Sledge Golf - Part 2
As if by law, the fine weather of Saturday had to be followed by a good old storm. I stuck my head out at 9am to see a carpet of drifting snow and not a lot else, so went straight back to bed. The afternoon was spent melting snow and trying to re-hydrate after loosing a lot of water the day before. I'd read about this chore in many mountaineering books, but before camping down here, I though snow melted (and boiled) quite quickly. Despite pumping the Primus till it roared like a jet engine, it still took a surprisingly long time to fix a brew and fill the flasks.
The rest of the day passed with the simple pleasures of playing cards, chatting and feeding. And hoping for better weather tomorrow.
Sune passes the time
Monday 17th - Crevassing
Another whitish grey start, but what's a holiday with a lie-in, anyway?
We eventually dragged ourselves up in time for lunch and treated it as more of a late breakfast - (nice warm Alpen muesli, eaten from the packet) , instead of the usual field-feed of frozen Mars Bar.
Poor contrast stops exploring
Although the wind had died, poor contrast made seeing crevasses, hidden beneath a coating of fresh snow, especially difficult. With this in mind, we decided rather than to risk falling in un-expectedly, we would pick one and explore it further. We didn't have to venture far to find a suitable slot.
Bashing into a crevasse
I set an anchor using two 60cm snow stakes, equalised on a sling. Back in Snowdonia I used to find gloves got in the way when manipulating ropes and hardware, but my hands seem to be learning and I was surprised how much could be done without removing the massive Bear Paws.
Me abseiling in
Once set up, we clipped on our figure-8 (abseiling device) and jumars (metal toothed cams to some back up the rope), and dropped into the slot.
Being sheltered from the wind made the crevasse a lot warmer than the surface, so I could take time to nose around and look closely at the layers. The snow-bridge at the top starts with powder snow, gradually becoming more compressed at its base, but still loose enough not to take an axe placement. The walls themselves are much firmer compressed snow, becoming solid ice towards the bottom, some 50m below.
Me near the top with snow-bridge behind
Looking down towards Sune
This was more than just a photo opportunity. As crevasses are a hazard, knowing how to get out of them is actually part of our health and safety training! So, camera safely pocketed, I sat back in the harness and fumbled with the jumars, clipping each to the rope in turn and gently transferring my weight onto that system. Once happy they were gripping, I removed the abseil kit and headed upwards. Jumaring is warm work. To climb the rope, you stand up in a sling attached to the lower unit, then raise the one attached to your waist to a higher point before re-weighting the harness. Then the lower sling-carrier is brought up and the process repeated, gaining a couple of feet each time. I really wish I took a photo of this system now!

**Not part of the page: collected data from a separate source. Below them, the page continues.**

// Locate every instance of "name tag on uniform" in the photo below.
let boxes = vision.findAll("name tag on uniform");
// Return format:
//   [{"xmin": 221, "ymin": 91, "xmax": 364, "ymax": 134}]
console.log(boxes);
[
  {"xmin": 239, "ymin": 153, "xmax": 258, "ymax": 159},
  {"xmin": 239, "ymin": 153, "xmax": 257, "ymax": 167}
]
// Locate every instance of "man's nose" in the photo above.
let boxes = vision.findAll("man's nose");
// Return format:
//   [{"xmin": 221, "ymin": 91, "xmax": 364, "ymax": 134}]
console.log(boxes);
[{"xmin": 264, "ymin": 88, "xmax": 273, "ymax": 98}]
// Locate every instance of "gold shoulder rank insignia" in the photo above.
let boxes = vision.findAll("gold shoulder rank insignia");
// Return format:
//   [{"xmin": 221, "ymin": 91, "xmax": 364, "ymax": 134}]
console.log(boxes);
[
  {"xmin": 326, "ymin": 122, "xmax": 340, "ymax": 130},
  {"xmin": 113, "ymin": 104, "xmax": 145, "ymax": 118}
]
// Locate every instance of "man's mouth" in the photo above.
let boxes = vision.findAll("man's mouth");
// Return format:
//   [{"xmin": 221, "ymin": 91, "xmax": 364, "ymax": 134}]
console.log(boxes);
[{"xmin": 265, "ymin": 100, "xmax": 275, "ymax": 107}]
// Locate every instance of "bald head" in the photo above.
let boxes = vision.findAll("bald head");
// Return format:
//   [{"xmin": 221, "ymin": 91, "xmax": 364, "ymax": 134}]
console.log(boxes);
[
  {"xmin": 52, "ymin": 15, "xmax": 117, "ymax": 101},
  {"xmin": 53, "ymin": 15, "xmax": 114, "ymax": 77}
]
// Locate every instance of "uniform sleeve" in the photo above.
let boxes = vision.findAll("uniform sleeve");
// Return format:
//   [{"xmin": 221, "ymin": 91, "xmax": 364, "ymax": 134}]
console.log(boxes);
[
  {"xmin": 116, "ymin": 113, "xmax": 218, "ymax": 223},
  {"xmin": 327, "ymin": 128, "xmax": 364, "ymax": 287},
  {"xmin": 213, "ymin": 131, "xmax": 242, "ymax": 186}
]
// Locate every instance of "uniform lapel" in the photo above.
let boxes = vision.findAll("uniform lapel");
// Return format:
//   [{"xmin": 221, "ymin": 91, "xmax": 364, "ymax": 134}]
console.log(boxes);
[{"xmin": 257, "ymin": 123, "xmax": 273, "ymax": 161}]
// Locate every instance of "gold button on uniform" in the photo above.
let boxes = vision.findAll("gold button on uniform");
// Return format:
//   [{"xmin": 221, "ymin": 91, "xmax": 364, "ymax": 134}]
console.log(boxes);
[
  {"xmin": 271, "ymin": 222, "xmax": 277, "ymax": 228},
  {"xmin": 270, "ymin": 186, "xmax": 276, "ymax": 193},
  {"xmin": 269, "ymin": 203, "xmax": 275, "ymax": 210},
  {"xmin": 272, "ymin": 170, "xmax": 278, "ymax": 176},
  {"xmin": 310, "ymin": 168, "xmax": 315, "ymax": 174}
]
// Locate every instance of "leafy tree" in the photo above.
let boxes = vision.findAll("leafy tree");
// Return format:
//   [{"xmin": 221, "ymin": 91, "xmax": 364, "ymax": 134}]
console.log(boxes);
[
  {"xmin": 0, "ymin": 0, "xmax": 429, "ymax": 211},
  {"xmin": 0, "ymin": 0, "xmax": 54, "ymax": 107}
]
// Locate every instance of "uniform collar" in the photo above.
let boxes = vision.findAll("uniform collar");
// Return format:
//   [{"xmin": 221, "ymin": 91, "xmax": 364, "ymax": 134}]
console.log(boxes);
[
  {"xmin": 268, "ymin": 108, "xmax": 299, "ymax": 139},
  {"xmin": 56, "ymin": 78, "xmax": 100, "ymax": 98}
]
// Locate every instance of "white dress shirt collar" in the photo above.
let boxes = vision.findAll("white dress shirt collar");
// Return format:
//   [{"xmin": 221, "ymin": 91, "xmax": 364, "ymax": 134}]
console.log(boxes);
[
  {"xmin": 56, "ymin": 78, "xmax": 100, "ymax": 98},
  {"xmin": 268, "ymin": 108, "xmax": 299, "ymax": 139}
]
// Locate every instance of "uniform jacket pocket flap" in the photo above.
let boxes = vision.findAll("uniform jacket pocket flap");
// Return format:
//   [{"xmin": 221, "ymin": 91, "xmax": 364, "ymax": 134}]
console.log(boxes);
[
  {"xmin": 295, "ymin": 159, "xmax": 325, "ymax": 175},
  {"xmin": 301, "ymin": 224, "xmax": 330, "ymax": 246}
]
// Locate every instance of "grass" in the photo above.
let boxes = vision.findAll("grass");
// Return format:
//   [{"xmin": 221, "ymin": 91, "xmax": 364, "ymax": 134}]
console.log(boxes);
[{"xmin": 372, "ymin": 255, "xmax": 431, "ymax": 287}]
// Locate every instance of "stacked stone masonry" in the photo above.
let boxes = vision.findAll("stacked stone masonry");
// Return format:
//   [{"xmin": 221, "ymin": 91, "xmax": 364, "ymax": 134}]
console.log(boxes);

The afternoon flew by, getting us hungry enough to run the social risk of eating curry in a tent! Tucking in to tea, Dean called up on the HF radio for our daily safety schedule and to our surprise was joined by Tristan, coms manager at Rothera station some 1200 miles away. After talking shop, Tris agreed to cover for our frozen iPods and play us some music.
I should probably apologise to all within 1200 miles of Rothera for my part in Whitesnake booming out over the airwaves. Perhaps the whiteness is cooking my mind, but it made us laugh.